AI Safety

The tech bro ethos, and the end of my job

A Microsoft technical writer explains why he's happy to see AI agents automate his documentation role.

Deep Dive

In a viral personal blog post, Microsoft technical writer Patrick Farley reflects on the impending automation of his own job by AI, sparked by researcher Andrej Karpathy's visual predictions showing high AI replacement likelihood for tech roles. Farley describes a recent turning point on his team where AI agents, likely leveraging models like GPT-4 or Claude, became capable of handling much of his public documentation work. He expresses no resentment, instead framing this as the realization of a core 'tech bro ethos'—the intrinsic drive to use tools to make systems run more efficiently, even when it automates one's own livelihood.

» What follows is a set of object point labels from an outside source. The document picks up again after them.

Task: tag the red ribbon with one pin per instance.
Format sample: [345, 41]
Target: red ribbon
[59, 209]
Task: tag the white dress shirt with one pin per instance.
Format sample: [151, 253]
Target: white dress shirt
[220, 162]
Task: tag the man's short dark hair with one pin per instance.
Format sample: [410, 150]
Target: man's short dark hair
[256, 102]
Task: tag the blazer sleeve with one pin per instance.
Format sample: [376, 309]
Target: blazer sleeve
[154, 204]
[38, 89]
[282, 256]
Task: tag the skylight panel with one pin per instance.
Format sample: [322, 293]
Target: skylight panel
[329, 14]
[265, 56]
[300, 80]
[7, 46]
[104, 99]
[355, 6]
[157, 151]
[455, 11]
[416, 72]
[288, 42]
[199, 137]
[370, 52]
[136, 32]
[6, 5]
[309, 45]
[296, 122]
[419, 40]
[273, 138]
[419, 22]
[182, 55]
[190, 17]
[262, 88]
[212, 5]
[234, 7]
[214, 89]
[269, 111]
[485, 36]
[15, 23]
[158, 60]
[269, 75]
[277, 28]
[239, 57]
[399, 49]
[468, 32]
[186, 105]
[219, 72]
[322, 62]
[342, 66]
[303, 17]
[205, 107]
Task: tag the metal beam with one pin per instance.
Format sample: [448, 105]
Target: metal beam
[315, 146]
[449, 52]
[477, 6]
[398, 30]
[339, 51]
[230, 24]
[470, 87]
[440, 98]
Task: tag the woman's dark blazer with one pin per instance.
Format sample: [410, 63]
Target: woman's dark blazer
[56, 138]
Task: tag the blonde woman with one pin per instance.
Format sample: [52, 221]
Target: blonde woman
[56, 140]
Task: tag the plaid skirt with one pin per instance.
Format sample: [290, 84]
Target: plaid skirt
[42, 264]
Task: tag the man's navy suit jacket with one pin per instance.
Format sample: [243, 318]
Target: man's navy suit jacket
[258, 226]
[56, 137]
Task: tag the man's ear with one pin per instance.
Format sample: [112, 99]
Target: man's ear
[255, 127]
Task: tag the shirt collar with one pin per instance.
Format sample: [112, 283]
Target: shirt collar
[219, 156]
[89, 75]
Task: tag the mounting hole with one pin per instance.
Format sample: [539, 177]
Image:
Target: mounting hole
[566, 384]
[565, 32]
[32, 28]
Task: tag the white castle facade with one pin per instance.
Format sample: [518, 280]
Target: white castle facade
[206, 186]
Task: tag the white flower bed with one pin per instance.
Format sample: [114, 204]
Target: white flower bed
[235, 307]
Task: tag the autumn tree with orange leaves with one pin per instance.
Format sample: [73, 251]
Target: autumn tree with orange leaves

Farley elaborates on this ethos by using Elon Musk's hypothetical motivations for a 'Department of Government Efficiency' as an example: the joy is in optimizing the system itself, not in rent-seeking or gatekeeping expertise. He argues that tech workers collectively accelerating AI development, despite the personal risk, stems from this shared character. For Farley, his job isn't 'lost' but 'finished'; the pattern of work he was hired for is ending because it can now be done more efficiently by AI. He concludes by expressing pride in his peers for embracing this chaotic change to pursue bigger challenges, seeing the automation of his role as the successful application of the very virtues he values.

Key Points
  • The author, a Microsoft technical writer, confirms AI agents are now automating his core documentation tasks.
  • He cites the 'tech bro ethos'—a virtue-driven pursuit of systemic efficiency—as why tech workers are willingly building their own replacements.
  • Farley reframes his situation not as job loss but as job completion, stating the old way of working 'won't be done that way, at any company, ever again.'

Why It Matters

It reveals a cultural driver behind rapid AI adoption in tech, where the desire to optimize can outweigh immediate job security concerns.